The age of the ancient work of art was determined through a new technique in which 27 mud wasp nests, collected from over and under 16 similar paintings, were radiocarbon dated.

The research by a team from the University of Melbourne confirmed the painting is between 17,500 and 17,100 years old.

“This makes the painting Australia’s oldest known in-situ painting,” said postdoctoral researcher Dr Damien Finch, who pioneered the new radiocarbon technique.

“This is a significant find as through these initial estimates we can understand something of the world these ancient artists lived in.

The line painting of the kangaroo, which is about 2 metres in length, was painted on the sloping ceiling of a rock shelter on the Unghango clan estate in Balanggarra country, above the Drysdale River in the northeastern Kimberley region of Western Australia.

It is just one image among many in the region’s “galleries” of rock paintings, which researchers believe were repeatedly painted over by generations of artists, for millennia.

Earlier researchers looked at the stylistic features of the paintings and the order in which they were painted when they overlapped, and were able to work out from there that the oldest style of painting is what’s known as the Irregular Infill Animal or the Naturalistic period, which often features life-size animals. This kangaroo is a typical example of paintings in this style.

Dr Finch said it was rare to find mud wasp nests both overlying and underlying a single painting.

For this painting, researchers were able to sample both types to establish the minimum and maximum age for the artwork.

“We radiocarbon dated three wasp nests underlying the painting and three nests built over it to determine, confidently, that the painting is between 17,500 and 17,100 years old – most likely 17,300 years old,” he said.
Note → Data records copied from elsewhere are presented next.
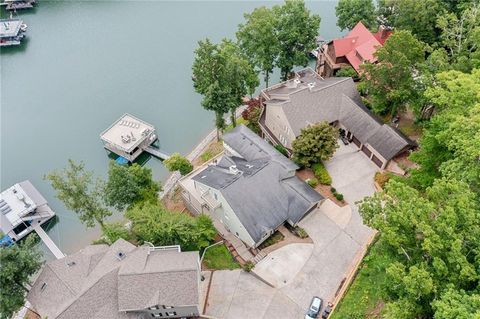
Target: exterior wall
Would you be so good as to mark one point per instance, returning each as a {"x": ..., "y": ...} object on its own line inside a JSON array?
[
  {"x": 226, "y": 215},
  {"x": 276, "y": 121}
]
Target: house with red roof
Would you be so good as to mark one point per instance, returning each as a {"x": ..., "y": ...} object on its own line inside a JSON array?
[{"x": 357, "y": 47}]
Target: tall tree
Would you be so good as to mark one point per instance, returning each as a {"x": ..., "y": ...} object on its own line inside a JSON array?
[
  {"x": 391, "y": 82},
  {"x": 128, "y": 185},
  {"x": 437, "y": 238},
  {"x": 257, "y": 39},
  {"x": 80, "y": 192},
  {"x": 297, "y": 30},
  {"x": 316, "y": 143},
  {"x": 17, "y": 265},
  {"x": 419, "y": 17},
  {"x": 350, "y": 12},
  {"x": 461, "y": 37}
]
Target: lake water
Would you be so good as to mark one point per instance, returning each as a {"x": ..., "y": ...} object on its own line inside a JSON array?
[{"x": 85, "y": 63}]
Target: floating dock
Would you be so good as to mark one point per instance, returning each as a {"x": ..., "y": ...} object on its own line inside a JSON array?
[
  {"x": 129, "y": 137},
  {"x": 23, "y": 210},
  {"x": 12, "y": 31}
]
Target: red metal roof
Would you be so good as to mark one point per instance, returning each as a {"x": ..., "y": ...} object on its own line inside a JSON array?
[{"x": 360, "y": 44}]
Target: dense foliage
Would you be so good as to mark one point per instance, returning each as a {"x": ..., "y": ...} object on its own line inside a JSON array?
[
  {"x": 17, "y": 264},
  {"x": 315, "y": 143},
  {"x": 157, "y": 225},
  {"x": 176, "y": 162}
]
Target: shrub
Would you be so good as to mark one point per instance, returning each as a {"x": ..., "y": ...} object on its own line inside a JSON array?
[
  {"x": 301, "y": 232},
  {"x": 176, "y": 162},
  {"x": 281, "y": 149},
  {"x": 313, "y": 182},
  {"x": 248, "y": 267},
  {"x": 382, "y": 178},
  {"x": 321, "y": 174}
]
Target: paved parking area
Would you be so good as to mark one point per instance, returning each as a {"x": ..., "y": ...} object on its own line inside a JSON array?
[{"x": 352, "y": 172}]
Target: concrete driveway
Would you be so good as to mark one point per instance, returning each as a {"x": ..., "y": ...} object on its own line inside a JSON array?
[
  {"x": 352, "y": 172},
  {"x": 295, "y": 272}
]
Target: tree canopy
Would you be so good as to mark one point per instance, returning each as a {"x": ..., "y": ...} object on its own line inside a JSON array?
[
  {"x": 350, "y": 12},
  {"x": 316, "y": 143},
  {"x": 127, "y": 185},
  {"x": 437, "y": 238},
  {"x": 155, "y": 224},
  {"x": 17, "y": 264},
  {"x": 297, "y": 30},
  {"x": 80, "y": 192},
  {"x": 390, "y": 82}
]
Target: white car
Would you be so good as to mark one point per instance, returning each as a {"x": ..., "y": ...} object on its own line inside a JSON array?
[{"x": 314, "y": 308}]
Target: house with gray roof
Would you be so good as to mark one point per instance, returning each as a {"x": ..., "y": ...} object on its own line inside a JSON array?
[
  {"x": 119, "y": 281},
  {"x": 251, "y": 188},
  {"x": 308, "y": 99}
]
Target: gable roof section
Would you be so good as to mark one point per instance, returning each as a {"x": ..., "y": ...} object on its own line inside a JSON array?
[
  {"x": 263, "y": 194},
  {"x": 337, "y": 99},
  {"x": 99, "y": 285}
]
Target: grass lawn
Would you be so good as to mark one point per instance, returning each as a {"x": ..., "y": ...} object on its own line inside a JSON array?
[
  {"x": 218, "y": 257},
  {"x": 365, "y": 297}
]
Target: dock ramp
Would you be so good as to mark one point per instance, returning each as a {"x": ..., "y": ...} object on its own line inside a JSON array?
[
  {"x": 156, "y": 152},
  {"x": 49, "y": 242}
]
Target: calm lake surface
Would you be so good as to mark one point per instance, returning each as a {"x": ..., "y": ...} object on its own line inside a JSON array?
[{"x": 85, "y": 63}]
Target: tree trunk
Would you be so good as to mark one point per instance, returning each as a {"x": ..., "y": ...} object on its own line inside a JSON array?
[{"x": 233, "y": 117}]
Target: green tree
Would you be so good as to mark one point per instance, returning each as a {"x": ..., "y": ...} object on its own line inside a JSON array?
[
  {"x": 419, "y": 17},
  {"x": 350, "y": 12},
  {"x": 128, "y": 185},
  {"x": 177, "y": 162},
  {"x": 297, "y": 30},
  {"x": 17, "y": 264},
  {"x": 460, "y": 35},
  {"x": 80, "y": 192},
  {"x": 315, "y": 143},
  {"x": 436, "y": 235},
  {"x": 390, "y": 82},
  {"x": 155, "y": 224},
  {"x": 257, "y": 39}
]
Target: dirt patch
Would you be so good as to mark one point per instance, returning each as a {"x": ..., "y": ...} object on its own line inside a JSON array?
[{"x": 324, "y": 190}]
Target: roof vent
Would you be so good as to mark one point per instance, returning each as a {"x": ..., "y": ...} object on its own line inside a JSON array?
[
  {"x": 120, "y": 255},
  {"x": 233, "y": 169}
]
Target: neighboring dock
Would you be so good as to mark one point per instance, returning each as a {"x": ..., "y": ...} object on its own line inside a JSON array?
[
  {"x": 129, "y": 137},
  {"x": 12, "y": 31},
  {"x": 23, "y": 210}
]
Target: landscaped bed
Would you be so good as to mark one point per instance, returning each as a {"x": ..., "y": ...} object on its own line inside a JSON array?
[
  {"x": 365, "y": 297},
  {"x": 218, "y": 257}
]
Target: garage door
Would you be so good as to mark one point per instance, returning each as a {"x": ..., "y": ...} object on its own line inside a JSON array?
[
  {"x": 366, "y": 151},
  {"x": 377, "y": 161},
  {"x": 356, "y": 141}
]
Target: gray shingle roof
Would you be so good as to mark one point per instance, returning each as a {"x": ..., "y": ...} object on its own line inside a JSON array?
[
  {"x": 94, "y": 283},
  {"x": 336, "y": 99},
  {"x": 263, "y": 194}
]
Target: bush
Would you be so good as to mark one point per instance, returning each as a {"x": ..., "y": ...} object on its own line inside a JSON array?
[
  {"x": 301, "y": 232},
  {"x": 281, "y": 149},
  {"x": 176, "y": 162},
  {"x": 313, "y": 182},
  {"x": 248, "y": 267},
  {"x": 321, "y": 174},
  {"x": 382, "y": 178}
]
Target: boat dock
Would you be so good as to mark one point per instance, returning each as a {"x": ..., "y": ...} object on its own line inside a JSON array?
[
  {"x": 129, "y": 137},
  {"x": 156, "y": 152},
  {"x": 48, "y": 242},
  {"x": 23, "y": 210}
]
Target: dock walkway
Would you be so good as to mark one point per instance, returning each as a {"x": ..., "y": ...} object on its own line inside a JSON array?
[
  {"x": 49, "y": 242},
  {"x": 156, "y": 152}
]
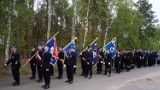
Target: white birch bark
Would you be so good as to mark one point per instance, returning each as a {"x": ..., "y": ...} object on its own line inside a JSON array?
[
  {"x": 49, "y": 18},
  {"x": 74, "y": 19},
  {"x": 8, "y": 38},
  {"x": 105, "y": 37},
  {"x": 86, "y": 26}
]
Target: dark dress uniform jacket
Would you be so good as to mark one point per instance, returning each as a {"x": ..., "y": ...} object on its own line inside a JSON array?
[
  {"x": 15, "y": 60},
  {"x": 70, "y": 59},
  {"x": 33, "y": 60},
  {"x": 108, "y": 58},
  {"x": 61, "y": 56},
  {"x": 46, "y": 60},
  {"x": 89, "y": 56}
]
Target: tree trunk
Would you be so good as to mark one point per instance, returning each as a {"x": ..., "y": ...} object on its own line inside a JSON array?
[
  {"x": 49, "y": 10},
  {"x": 9, "y": 34},
  {"x": 105, "y": 37},
  {"x": 74, "y": 19},
  {"x": 86, "y": 26}
]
“This is a significant find as through these initial estimates we can understand something of the world these ancient artists lived in.

“We can never know what was in the mind of the artist when he/she painted this piece of work more than 600 generations ago, but we do know that the Naturalistic period extended back into the last Ice Age, so the environment was cooler and dryer than today.”

Dr Sven Ouzman, from the University of Western Australia and one of the project’s chief investigators, said the rock painting would unlock further understanding of indigenous cultural history.

“This iconic kangaroo image is visually similar to rock paintings from islands in southeast Asia dated to more than 40,000 years ago, suggesting a cultural link – and hinting at still older rock art in Australia,” Dr Ouzman said.

Cissy Gore-Birch, chair of the Balanggarra Aboriginal Corporation, said: “It’s important that indigenous knowledge and stories are not lost and continue to be shared for generations to come.”

“The dating of this oldest known painting in an Australian rock shelter holds a great deal of significance for Aboriginal people and Australians and is an important part of Australia’s history.”

The next step for the researchers, who are aiming to develop a time scale for Aboriginal rock art in the Kimberley region, is to date further wasp nests in relation to this and other styles of Kimberley rock art to establish, more accurately, when each art period began and ended.

The research is published in the journal Nature Human Behaviour.